Naquele tempo, o Dr. Alberto Noronha era reconhecido como o mais elegante peralvilho da cidade de Coimbra.
Pelo menos uma vez por mês deslocava-se a Lisboa, à alfaiataria Rosa & Teixeira, da Av. da Liberdade, para mandar fazer os seus fatos.
Como advogado, de reconhecido renome, havia quem dissesse à boca pequena que não era de grande competência. Porém, a sua fama granjeara-lhe clientes de grande poder económico.
Ganhou muito dinheiro.
Já como janota, toda a gente via o homem mais elegante de Coimbra.
Nunca casara. Era o eterno conquistador celibatário, com o sonho de vir a ser amante de uma actriz, cantora ou bailarina de 1ª linha.
Estas ligações duravam enquanto cintilasse o brilho da estrela. Logo que ofuscasse ele encontrava um pretexto para a finalizar e partir para outra.
A sua tara implicava que essa relação, conquanto fugaz e efémera, fosse pública e desse brado na cidade.

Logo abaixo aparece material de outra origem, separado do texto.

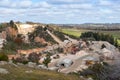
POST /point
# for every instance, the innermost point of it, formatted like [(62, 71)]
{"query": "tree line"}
[(100, 37)]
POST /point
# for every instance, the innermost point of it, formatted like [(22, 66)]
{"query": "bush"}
[(3, 57), (34, 57), (21, 59)]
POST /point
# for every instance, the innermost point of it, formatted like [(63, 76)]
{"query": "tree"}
[(47, 60), (13, 25)]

Quando alguém o questionava sobre a sua idade, invariavelmente a resposta era:
- Anda à volta dos quarenta. Durante mais de uma dezena de anos esta resposta repetia-se sempre.
Os antigos colegas da Fac.Direito, todavia, afirmavam que teria mais de cinquenta.

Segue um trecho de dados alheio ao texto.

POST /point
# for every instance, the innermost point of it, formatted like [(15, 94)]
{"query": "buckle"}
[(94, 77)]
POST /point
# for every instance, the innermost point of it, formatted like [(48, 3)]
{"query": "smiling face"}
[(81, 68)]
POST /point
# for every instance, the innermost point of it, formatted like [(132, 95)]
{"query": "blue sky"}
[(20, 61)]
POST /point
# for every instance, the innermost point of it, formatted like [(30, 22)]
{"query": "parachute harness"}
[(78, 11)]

As mulheres, por seu turno, diziam que a sua idade rondaria não mais de 40.
Aconteceu naquele ano, que o TAGV programou três espectáculos de Ballet com a Companhia do Ballet Gulbenkian.
A estrela da Companhia era uma belíssima bailarina portuguesa de origem escandinava.

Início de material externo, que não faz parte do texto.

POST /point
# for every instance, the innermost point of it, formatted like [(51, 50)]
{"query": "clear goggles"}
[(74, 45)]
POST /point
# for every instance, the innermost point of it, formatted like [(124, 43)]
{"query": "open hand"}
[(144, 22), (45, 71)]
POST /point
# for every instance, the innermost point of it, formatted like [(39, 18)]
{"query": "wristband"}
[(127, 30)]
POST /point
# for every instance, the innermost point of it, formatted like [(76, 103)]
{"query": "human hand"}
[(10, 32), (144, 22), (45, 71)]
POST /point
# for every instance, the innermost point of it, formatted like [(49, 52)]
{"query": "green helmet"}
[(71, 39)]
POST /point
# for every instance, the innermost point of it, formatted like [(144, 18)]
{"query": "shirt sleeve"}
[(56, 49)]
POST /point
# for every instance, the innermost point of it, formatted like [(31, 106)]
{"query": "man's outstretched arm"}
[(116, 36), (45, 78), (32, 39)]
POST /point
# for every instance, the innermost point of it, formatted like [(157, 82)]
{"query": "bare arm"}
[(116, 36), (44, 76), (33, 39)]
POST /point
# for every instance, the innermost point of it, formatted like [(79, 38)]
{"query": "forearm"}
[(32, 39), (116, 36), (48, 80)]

Conhecida a noticia da vinda ao TAGV da Companhia Gulbenkian, o Dr. Alberto Noronha, começou de imediato a tratar do necessário para preparar o camarim daquela bailarina de modo a proporcionar-lhe o conforto adequado ao seu estatuto.
Na véspera da estreia, ia realizar-se o ensaio geral. Entrou no TAGV de braço dado com a estrela da Companhia a quem se dera já a conhecer no Hotel onde estava instalada.
A bailarina ficou espantada com o conforto do camarim, com espelhos, luzes e um sofá. Agradeceu ao Dr. Noronha o bom gosto na decoração. Mandou-lhe um beijinho sonoro e repenicado com um gesto da mão sobre a qual soprou na sua direcção.
- Dá licença?
Era o Director de Cena que abria a porta do camarim, acompanhado por uma mulher de ar doentio, idosa, com olheiras, pobremente trajada.
- É a costureira que o Sr. Dr. pediu.
- Muito bem, Obrigado.
A bailarina, mirou-a com ar de comiseração e atreveu-se a perguntar-lhe.
- Está doente?
- Já estou boa. Tive uma doença grave. Tive alta do hospital há três dias.
- Bem, vamos a isto! sentenciou a bailarina, sentando se em frente ao espelho e começando a maquilhar-se.
- Sente-se aqui!, e intimou a costureira a sentar-se na cadeira a seu lado.
Fixando o olhar, através do espelho, no Dr. Noronha, refastelado no sofá, a estrela do Ballet comentou:
- Já ouvi a seu respeito que você adora artistas.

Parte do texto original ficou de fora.